Toutefois des premières pages lues du roman de Nghi Vo, ce n'est pas de Gatsby dont je garde souvenir mais des découpages de Jordan qui s'ennuie dans sa chambre (chap. 2). Quand Daisy la rejoint, un lion de papier découpé réalisé par Jordan s'anime mystérieusement elle commence à sentir son souffle sur ses mains, quand il frissonne, se tortille, danse et griffe le poignet de Jordan puis s'enflamme. Les deux enfants , Daisy et Jordan anéanties par la vision fabuleuse versent de l'eau sur le lion. Les adultes entrant dans la chambre n'y comprendront rien
et regarderont Jordan d'une façon suspicieuse...
Ce basculement éphémère dans l'enfance de Daisy et Jordan est presque incongru. Quelques pages plus loin (chap. 3), on les retrouve adultes.
Là j'aime le roman de Nghi Vo car il me conduit ailleurs, au pays des rêves d'enfant, là où l'imaginaire se mêle si facilement au réel.

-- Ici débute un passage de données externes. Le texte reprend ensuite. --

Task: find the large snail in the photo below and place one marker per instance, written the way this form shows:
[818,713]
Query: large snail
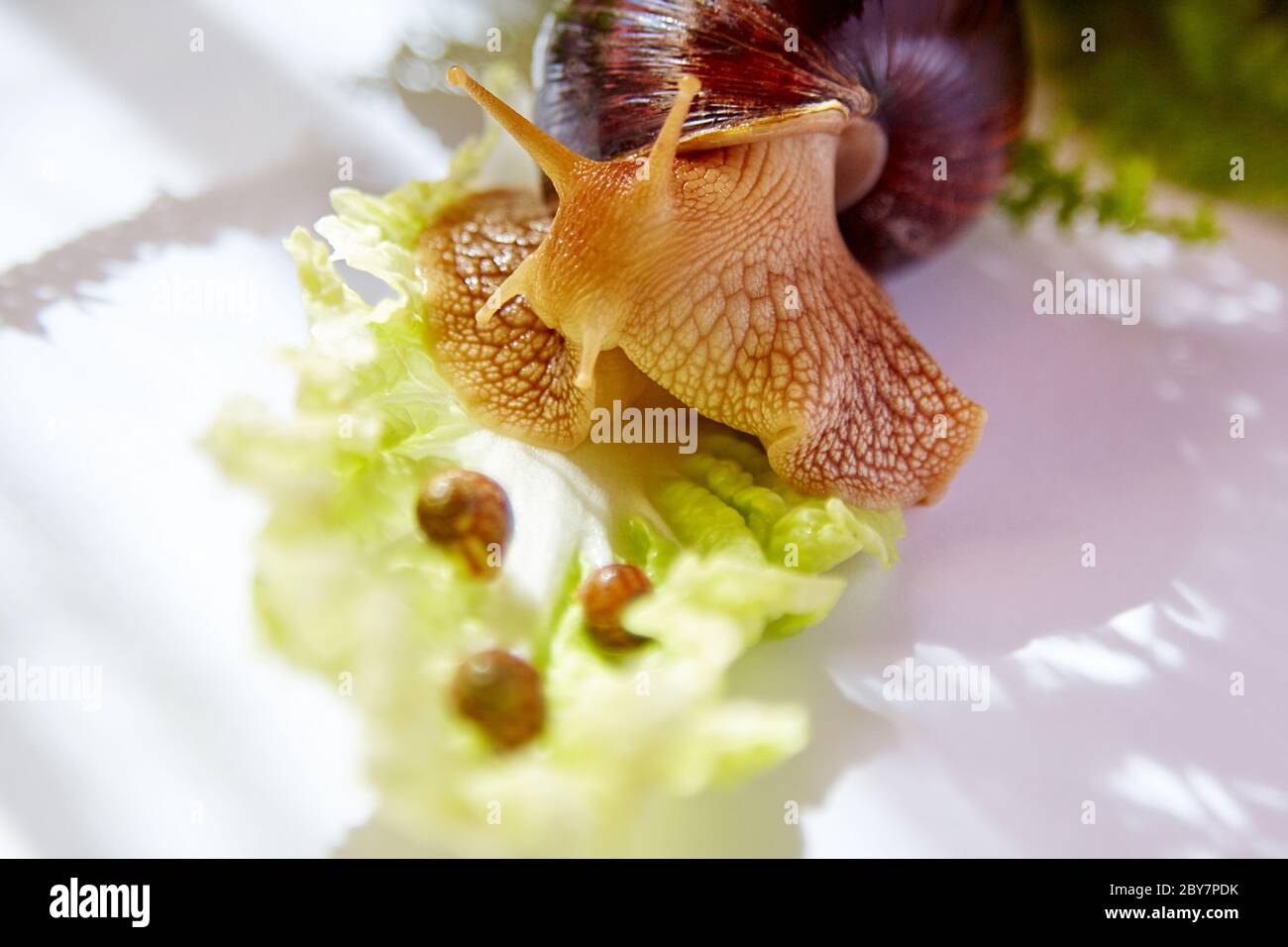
[733,166]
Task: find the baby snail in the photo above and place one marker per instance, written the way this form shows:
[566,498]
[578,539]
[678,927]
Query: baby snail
[502,694]
[604,595]
[469,514]
[728,172]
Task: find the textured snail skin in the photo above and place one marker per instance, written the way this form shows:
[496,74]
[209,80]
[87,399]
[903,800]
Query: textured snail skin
[940,77]
[772,329]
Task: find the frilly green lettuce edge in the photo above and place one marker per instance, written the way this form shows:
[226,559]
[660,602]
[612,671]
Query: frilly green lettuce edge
[347,586]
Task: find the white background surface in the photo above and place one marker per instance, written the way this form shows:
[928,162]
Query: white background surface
[147,189]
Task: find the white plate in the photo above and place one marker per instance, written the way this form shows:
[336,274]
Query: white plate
[121,547]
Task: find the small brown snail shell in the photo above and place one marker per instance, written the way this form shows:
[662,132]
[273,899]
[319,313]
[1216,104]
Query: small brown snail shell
[919,80]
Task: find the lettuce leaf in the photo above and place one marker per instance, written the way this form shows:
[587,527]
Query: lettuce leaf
[347,586]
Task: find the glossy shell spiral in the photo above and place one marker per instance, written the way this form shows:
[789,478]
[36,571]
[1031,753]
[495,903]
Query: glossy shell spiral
[941,78]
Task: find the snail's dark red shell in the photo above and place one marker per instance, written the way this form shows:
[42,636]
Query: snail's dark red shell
[941,77]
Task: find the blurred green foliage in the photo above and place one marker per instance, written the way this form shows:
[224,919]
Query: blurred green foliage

Ce n'était pas un tigre mais un lion. J'avais en tête une estampe chinoise où un tigre naissant de l'encre sur un rouleau de papier. Les images mémorisées viennent souvent se superposer à ma lecture. Comme si je réécrivais en peignant et quand je peins, souvent je superpose une couleur à une autre, une forme à une autre. Y a-t-il une ressemblance entre l'acte d'écrire et l'acte de peindre ? Que veut dire superposer ?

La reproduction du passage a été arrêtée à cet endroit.